What's the difference of Petri Nets and Finite State Machines?
Standard finite state machine contain only a single current state. Whereas in Petri nets multiple locations, more or less comparable with states in a finite state machine, can contain one or more tokens. A finite state machine is single threaded while a Petri net is concurrent.
In a finite state machine the active state changes in response to an event. In a Petri net transitions are executed as soon as all input locations contain at least one token.
A finite state machine can be considered as a special case of a Petri net.
In general I would recommend using a finite state machine if your process, or the part you wish to represent, is single threaded: fellow software engineers are probably more familiar with finite state machines; and there are more tools to convert a finite state machine to an implementation.
Use a Petri net only when you need the concurrency or extra expressivity. Or when you are modeling a factory plant where half fabricates are transformed into products or when your audience is more familiar with this image.
Perhaps Petri nets can also be used to model, visualize running, massive concurrent systems such as micro service architectures, azure service fabric reliable services and reliable actors, services running on kubernetus, azure function, and AWS Lambda.
In addition, there is more theoretical research about, and using, Petri nets than there is about finite state machines (note that, as I said earlier, finite state machines are reducible to Petri nets).
In State Machines, the state is global. Given two states, all you can say is "these states are different". In Petri Nets, the state is structured by places. The state is a marking, which says how many tokens are in each place. Given two markings, you can compare them and say "they are the same in places X,Y,Z but differ in places U,V,W".
When defining an FSM, you have to look at each state individually and determine the possible transitions to other states. Each transition in a Petri Net represents a whole group of transitions in the underlying reachability graph. For example, a Petri Net transition might say: From every marking that has a token in P1 and a token in P2, this model can reach a marking that has one token less in P1, and one token less in P2, but one token more in P3. If the reachability graph has 8, or 800, markings with that property, the single Petri Net transition represents 8, or 800, transitions in the reachability graph.

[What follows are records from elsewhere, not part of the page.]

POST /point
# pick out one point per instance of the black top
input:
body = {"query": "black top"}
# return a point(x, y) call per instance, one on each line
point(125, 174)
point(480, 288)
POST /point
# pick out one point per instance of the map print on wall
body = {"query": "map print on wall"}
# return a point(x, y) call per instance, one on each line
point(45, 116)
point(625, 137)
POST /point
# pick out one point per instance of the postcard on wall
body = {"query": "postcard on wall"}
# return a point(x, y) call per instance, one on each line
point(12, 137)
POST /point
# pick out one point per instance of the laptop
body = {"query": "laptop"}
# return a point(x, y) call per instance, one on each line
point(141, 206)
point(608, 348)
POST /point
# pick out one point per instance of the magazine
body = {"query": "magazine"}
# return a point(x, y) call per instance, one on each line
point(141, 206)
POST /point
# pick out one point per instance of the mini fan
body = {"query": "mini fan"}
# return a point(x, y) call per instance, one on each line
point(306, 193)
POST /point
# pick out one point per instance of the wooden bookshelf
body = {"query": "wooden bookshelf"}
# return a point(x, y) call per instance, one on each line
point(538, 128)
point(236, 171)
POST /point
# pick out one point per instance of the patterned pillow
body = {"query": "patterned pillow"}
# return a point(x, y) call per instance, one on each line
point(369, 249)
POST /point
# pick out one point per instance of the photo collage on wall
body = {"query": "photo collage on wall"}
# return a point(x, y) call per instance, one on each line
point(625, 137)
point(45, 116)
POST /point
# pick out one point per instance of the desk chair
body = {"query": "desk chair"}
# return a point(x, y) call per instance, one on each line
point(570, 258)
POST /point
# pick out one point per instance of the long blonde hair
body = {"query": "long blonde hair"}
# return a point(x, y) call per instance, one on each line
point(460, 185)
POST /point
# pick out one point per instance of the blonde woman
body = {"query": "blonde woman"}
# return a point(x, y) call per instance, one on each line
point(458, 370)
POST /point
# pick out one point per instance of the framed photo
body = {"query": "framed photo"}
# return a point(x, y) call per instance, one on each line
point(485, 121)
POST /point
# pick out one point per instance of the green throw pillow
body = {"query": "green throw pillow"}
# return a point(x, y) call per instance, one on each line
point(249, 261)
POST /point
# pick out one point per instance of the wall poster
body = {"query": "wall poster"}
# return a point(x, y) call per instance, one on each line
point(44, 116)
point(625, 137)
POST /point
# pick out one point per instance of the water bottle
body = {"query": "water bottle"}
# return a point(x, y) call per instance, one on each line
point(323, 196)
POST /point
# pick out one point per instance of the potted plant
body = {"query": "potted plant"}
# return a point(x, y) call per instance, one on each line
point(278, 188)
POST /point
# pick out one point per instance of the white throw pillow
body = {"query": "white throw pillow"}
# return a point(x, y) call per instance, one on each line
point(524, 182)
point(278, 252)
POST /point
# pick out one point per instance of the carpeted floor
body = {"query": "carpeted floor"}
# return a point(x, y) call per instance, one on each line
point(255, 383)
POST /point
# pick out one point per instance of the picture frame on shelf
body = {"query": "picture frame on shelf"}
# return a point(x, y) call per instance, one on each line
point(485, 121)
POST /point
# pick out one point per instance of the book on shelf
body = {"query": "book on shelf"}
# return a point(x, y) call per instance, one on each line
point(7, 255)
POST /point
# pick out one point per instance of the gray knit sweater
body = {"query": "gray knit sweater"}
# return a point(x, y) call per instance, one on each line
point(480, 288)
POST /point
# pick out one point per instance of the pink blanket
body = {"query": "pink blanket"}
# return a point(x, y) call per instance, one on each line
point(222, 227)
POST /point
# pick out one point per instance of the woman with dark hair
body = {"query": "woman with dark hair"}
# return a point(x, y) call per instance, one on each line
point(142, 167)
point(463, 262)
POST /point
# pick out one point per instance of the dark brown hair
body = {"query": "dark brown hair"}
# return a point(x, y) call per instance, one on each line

In Petri Net models, you can create transition invariants. Those are cycles in the reachability graph. Then you can put more tokens into the initial marking of the model, and the number of states in the reachability graph explodes. Its structure is still given by the same cycles as in a model with less tokens though, and the Petri Net model remains understandable. For example, think of a Client/Server system. You have places for the Clients, places for the Servers, places for the messages flowing back and forth. Then you just put in tokens for the numbers of Clients and Servers you want to model. They are easily changed.
As for when to use what, I agree with Kasper van den Berg.
- If you have a problem that's small enough to be handled with an FSM, then use an FSM. Maybe up to two dozen states?
- If you have a problem that naturally maps to an FSM, then use an FSM. You'll probably use an algorithm to construct the FSM in such cases. For example, parsing input with regular expressions. (Btw, many regular expression libraries have extensions that require at least a stack machine for processing.)
- If you need to create a model for distinguishable subsystems that interact with eachother, use Petri Nets. Then you can have a set of places for each subsystem, whereas an FSM would require you to create a new state for every possible combination of every substate in each subsystem.